There are three common types of friendships. There's the best friend who's basically assigned to you at birth because your parents go way back. There's the ride-or-die friend from your early childhood years. (This friendship will either sadly fizzle out come college, or it'll stand the test of time.) And there's the adulthood friend you met in college, at work, etc. But then there's the margin that a lot of people don't talk about, and that's where my best friend and I fit in.
We became inseparable at the age of 7. We spent every second of recess holding hands and skipping around the first-grade playground while belting the Grease soundtrack at the top of our lungs, alternating between "You're the One That I Want" and "Summer Nights." Our obsession with Sandy Olsson and Danny Zuko bonded us for life.

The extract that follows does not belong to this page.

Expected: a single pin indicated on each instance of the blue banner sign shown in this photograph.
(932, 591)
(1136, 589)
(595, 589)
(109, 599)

Hitting the pause button allowed us to experience new things and meet new people without holding the other back, and now we're closer than ever before.
No one goes into high school thinking they'll break up with their best friend. Rather, it's the exact opposite; they're supposed to be your lifeline amid the chaos of teenage drama. Our friendship didn't survive those four years, but looking back, I know it's the best thing that could have happened to us individually and as a unit.

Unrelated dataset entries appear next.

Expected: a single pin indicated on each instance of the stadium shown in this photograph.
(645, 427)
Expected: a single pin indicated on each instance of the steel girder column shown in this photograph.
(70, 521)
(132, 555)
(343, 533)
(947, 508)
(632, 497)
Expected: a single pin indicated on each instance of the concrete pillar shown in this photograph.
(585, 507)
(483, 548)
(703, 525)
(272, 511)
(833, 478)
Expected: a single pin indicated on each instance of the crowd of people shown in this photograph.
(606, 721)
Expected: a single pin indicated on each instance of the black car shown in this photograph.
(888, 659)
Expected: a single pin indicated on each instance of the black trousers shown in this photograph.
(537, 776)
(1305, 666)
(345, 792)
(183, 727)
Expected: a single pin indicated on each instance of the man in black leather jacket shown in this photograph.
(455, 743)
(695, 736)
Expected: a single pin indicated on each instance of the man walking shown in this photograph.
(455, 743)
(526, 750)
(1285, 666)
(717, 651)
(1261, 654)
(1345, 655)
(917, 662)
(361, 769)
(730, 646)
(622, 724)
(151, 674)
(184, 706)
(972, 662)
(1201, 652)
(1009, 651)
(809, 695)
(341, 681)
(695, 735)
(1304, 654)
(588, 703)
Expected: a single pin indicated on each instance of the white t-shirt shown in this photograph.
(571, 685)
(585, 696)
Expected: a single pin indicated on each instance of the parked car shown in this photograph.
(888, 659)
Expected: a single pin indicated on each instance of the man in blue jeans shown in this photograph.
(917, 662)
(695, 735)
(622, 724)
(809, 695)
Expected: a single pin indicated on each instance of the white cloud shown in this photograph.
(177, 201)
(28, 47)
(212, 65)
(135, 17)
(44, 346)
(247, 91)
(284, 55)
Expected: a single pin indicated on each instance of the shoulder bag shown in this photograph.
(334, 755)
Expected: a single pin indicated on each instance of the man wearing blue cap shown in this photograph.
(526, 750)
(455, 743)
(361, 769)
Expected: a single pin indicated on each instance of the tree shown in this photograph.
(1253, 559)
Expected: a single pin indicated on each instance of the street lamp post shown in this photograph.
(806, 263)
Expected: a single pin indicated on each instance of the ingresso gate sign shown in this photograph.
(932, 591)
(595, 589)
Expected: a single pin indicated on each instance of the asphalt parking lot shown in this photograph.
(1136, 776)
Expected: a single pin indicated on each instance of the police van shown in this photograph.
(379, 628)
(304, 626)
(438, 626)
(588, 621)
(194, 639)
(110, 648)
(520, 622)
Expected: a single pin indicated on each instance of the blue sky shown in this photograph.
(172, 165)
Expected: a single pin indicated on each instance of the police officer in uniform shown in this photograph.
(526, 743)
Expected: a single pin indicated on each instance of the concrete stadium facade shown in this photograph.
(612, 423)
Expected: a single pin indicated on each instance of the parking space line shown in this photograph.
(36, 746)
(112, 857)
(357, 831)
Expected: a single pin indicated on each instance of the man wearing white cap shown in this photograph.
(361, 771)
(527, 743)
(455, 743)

There was no blowout or big fight. In fact, there was never even a discussion of what was happening. Both of us at 14 just knew we were headed in different directions, and it was very transparent that those paths and interests didn't quite involve the other person. Hangouts after school stopped, there were no more holiday parties, and we both did our own thing. The mutual respect for one another never went away, and sure, we exchanged birthday texts, but I didn't have her as my best friend anymore and vice versa.

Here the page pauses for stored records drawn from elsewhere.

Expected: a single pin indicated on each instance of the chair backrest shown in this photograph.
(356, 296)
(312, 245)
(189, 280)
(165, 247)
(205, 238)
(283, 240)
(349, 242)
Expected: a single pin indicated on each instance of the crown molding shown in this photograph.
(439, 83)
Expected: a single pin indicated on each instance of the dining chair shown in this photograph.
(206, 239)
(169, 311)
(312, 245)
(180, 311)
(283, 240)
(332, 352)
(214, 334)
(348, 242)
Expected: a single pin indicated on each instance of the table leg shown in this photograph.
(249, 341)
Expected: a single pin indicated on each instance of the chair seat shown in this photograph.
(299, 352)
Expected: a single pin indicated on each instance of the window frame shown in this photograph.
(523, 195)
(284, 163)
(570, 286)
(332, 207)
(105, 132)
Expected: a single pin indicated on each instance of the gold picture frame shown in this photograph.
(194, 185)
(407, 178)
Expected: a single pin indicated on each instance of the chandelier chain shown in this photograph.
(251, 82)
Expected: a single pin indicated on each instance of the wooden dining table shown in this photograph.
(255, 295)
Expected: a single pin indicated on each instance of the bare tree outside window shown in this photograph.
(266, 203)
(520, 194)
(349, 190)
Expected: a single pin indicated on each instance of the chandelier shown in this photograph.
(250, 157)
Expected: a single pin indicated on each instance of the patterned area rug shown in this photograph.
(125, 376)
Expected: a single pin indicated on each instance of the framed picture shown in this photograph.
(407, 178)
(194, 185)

Fast forward to the few months leading up to college, and we slowly began working on rekindling our friendship. By winter break, we were getting into the hang of being involved in each other's lives again.
Hitting the pause button allowed us to experience new things and meet new people without holding the other back, and now we're closer than ever before. We've road tripped across the US, visited each other's college campuses, traveled abroad, gone to concerts, and made so many countless memories. I feel so lucky to say I have my best friend back!
But if we didn't take those years apart, I'm not sure our friendship would be in the strong, healthy place it is now. Both of us went through some pretty heavy life-changing events during our time apart, and we learned so much about ourselves before we came back together. And I'm so appreciative to have my emotional support system back, because at the end of the day, no one truly knows or understands me better.
I want anyone else going through something similar to know it's OK if you need to take a break from a friendship, especially if it means growing into better versions of yourselves. Sometimes you need to be on your own for a little while, and if they really are your friend, you'll find your way back to each other. We sure did.